This document uses the following terms:
SOAP: A lightweight protocol for exchanging structured information in a decentralized, distributed environment. SOAP uses XML technologies to define an extensible messaging framework, which provides a message construct that can be exchanged over a variety of underlying protocols. The framework has been designed to be independent of any particular programming model and other implementation-specific semantics. SOAP 1.2 supersedes SOAP 1.1. See [SOAP1.2-1/2003].
SOAP message: An XML document consisting of a mandatory SOAP envelope, an optional SOAP header, and a mandatory SOAP body. See [SOAP1.2-1/2007] section 5 for more information.
Uniform Resource Identifier (URI): A string that identifies a resource.
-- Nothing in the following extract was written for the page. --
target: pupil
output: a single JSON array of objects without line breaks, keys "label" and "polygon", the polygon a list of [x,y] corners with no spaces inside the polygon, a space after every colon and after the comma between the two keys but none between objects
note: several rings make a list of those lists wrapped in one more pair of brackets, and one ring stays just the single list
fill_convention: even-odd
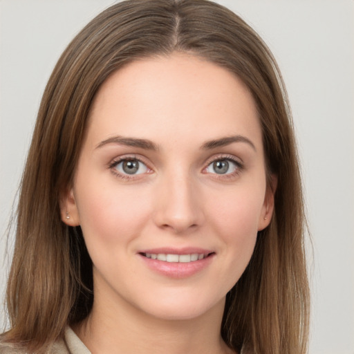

The URI is an addressing mechanism defined in Internet Engineering Task Force (IETF) Uniform Resource Identifier (URI): Generic Syntax [RFC3986].
Web Services Description Language (WSDL): An XML format for describing network services as a set of endpoints that operate on messages that contain either document-oriented or procedure-oriented information. The operations and messages are described abstractly and are bound to a concrete network protocol and message format in order to define an endpoint. Related concrete endpoints are combined into abstract endpoints, which describe a network service. WSDL is extensible, which allows the description of endpoints and their messages regardless of the message formats or network protocols that are used.
MAY, SHOULD, MUST, SHOULD NOT, MUST NOT: These terms (in all caps) are used as defined in [RFC2119]. All statements of optional behavior use either MAY, SHOULD, or SHOULD NOT.